—À ma connaissance, vous n'avez pas de comptes à présenter, répondit tranquillement Korzof; il y a une quinzaine de jours, ma femme a accepté ceux que vous lui avez présentés; depuis, nous n'avons ordonné aucun emploi de nos fonds, ce n'est pas la saison des ventes;—il ne doit pas avoir été distrait un kopeck du capital d'exploitation resté entre vos mains; vous me le remettrez quand vous voudrez, dans une heure, par exemple, ou après le déjeuner, si vous préférez.

Stepline s'inclina en silence. On lui arrachait sa dernière planche de salut, qu'il espérait bien limer et rogner encore avant d'aborder au rivage. Il se dirigeait vers la porte, lorsque Korzof le rappela.

—Que comptez-vous faire désormais? lui demanda-t-il, mû par un sentiment de compassion pour cet homme qui se trouvait subitement déchu d'une situation héréditaire.

—Je compte habiter avec ma famille la maison qui m'appartient, jusqu'au moment où j'aurai trouvé une position qui me convienne, répondit Stepline en relevant la tête; je ferai du commerce. Je me servirai pour cela du petit capital que m'a légué mon père.

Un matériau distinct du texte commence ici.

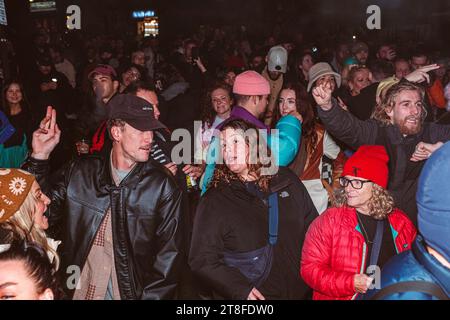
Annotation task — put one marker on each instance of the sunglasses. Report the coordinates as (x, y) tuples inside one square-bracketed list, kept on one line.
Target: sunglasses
[(356, 184)]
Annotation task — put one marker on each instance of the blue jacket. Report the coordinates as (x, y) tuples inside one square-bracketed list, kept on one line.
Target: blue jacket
[(284, 146), (414, 265)]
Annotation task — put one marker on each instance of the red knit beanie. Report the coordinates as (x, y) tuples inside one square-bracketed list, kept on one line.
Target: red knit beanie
[(369, 162)]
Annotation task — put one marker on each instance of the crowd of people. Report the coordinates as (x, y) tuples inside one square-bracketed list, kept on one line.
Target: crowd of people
[(315, 173)]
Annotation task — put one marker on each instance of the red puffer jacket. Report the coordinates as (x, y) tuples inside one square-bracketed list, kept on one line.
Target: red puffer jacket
[(335, 250)]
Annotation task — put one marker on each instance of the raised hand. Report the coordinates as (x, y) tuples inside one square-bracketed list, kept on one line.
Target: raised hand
[(322, 95), (420, 75), (194, 171), (362, 282), (46, 137)]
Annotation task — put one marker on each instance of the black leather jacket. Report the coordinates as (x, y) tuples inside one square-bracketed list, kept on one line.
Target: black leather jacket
[(147, 221)]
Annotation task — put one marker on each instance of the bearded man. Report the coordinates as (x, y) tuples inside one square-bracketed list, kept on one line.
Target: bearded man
[(397, 124)]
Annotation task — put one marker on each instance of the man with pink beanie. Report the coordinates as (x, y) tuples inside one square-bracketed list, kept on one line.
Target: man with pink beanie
[(251, 92)]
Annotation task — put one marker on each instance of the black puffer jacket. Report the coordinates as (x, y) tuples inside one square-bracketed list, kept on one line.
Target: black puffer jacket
[(230, 218), (147, 221)]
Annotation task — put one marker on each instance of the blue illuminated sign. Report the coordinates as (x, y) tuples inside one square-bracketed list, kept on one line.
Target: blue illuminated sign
[(143, 14)]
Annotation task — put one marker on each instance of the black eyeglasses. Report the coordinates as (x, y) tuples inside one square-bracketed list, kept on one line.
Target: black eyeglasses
[(356, 184)]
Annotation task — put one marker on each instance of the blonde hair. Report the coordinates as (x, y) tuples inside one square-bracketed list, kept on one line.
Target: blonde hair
[(258, 150), (22, 226), (381, 204), (388, 101)]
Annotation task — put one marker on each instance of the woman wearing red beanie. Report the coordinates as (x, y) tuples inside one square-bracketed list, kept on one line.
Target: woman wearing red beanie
[(363, 229)]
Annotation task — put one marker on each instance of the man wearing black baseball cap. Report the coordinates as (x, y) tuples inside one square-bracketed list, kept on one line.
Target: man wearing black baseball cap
[(135, 111), (121, 214)]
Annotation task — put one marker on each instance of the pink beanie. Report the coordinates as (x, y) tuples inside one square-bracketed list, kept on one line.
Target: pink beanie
[(251, 83)]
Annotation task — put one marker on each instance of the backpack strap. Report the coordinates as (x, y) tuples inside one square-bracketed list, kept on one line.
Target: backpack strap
[(378, 240), (412, 286), (273, 218)]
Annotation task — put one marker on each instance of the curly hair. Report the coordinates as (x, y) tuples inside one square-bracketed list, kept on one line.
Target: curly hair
[(22, 227), (388, 102), (23, 103), (380, 204), (258, 150), (37, 265), (305, 108), (208, 112)]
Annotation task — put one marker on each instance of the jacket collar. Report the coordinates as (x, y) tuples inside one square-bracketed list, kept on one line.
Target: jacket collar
[(130, 181), (242, 113), (439, 272)]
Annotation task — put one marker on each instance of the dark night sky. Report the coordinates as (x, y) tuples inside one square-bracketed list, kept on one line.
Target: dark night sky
[(183, 16)]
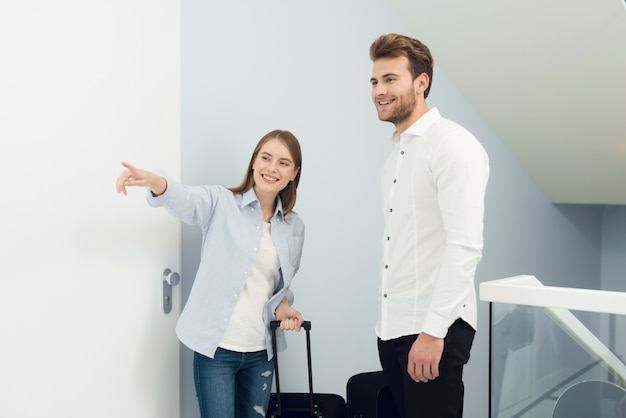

Il regardait Korzof avec une sorte de défi. Le docteur se leva tranquillement, et leurs yeux se trouvèrent sur le même niveau; Stepline baissa les siens. Le regard de cet honnête homme lui causait une sorte de rage.

—Votre père était un homme prudent, monsieur Stepline; je vous souhaite de faire fortune, dit Korzof.

—Je vous remercie, répondit l'intendant en refermant la porte.

Tout ceci n'avait pas duré deux minutes. Korzof regarda la petite pendule de voyage qui ne quittait jamais son bureau, et fut étonné du peu de temps qui suffit à changer une situation de fond en comble. Enchanté et encore tout ébahi, il courut annoncer la grande nouvelle à Nadia, qui ne pouvait en croire ses oreilles.

Une heure plus tard, Féodor apporta le capital d'exploitation et le remit aux mains de Korzof. Cette cérémonie s'effectua sans inutile échange de paroles. Deux heures après, les enfants de Nadia coururent à la fenêtre, attirés par un bruit de roues... Le drochki léger de l'intendant, traîné par deux excellents chevaux, disparaissait déjà dans la poussière sur la route qui menait au bourg voisin.

—C'est l'intendant qui vient de partir? demanda Nadia au vieux sommelier.